First edition, at one time attributed to Bernard Le Bouyer de Fontenelle, on the loves of a shepherd of illustrious lineage: Mirtil, son of Venus and Adonis. Complete copy with its engraved title page by Louis Legrand and its six plates drawn by Hubert François Gravelot and engraved by Louis Legrand.
Half marbled calf binding, spine with five raised bands decorated with dotted gilt fillets, five compartments richly gilt with fillets and fleurons, pebble-pattern marbled paper boards, red edges, pastedowns and endpapers also in pebble-pattern marbled paper, pastiche binding in fine condition.

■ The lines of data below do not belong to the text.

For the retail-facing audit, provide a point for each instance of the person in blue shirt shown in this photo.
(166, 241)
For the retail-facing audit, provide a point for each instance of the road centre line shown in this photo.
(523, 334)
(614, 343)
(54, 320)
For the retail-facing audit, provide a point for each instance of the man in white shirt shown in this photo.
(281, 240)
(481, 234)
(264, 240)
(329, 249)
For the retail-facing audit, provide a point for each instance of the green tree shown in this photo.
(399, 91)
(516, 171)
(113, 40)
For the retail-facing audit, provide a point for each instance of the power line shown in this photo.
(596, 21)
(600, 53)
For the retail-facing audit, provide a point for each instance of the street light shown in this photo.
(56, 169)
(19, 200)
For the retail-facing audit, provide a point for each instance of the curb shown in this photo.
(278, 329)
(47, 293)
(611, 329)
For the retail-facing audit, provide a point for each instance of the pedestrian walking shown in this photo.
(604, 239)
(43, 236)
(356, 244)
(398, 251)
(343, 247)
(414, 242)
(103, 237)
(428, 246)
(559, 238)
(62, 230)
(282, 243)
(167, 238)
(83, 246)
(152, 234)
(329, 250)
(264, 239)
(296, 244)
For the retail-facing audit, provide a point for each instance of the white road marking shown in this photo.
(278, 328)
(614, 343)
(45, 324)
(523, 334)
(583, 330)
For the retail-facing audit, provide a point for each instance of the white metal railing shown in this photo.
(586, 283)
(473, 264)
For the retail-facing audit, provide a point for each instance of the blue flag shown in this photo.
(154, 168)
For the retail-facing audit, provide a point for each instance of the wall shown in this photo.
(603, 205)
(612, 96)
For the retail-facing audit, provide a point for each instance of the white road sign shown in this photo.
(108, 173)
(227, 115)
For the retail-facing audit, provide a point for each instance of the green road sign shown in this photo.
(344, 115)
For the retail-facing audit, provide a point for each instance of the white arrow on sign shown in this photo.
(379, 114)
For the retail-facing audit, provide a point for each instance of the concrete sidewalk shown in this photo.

A few discreet marginal dampstains.
"Let no beauty trust in a lover's vows; let none flatter herself that truth dictates his words. A prose poem in six cantos in which, according to the anonymous author, 'only Love, Beauty and the Graces have been portrayed.' It opens thus: 'Venus still wept over the sad fate of the hunter Adonis...' Involuntarily, 'Calypso could not be consoled for the departure of Ulysses...' comes to mind. One might take it for an imitation of 'Télémaque.' It is rather a pastiche of the 'Temple de Gnide', on which most productions of this then so widespread genre were modelled."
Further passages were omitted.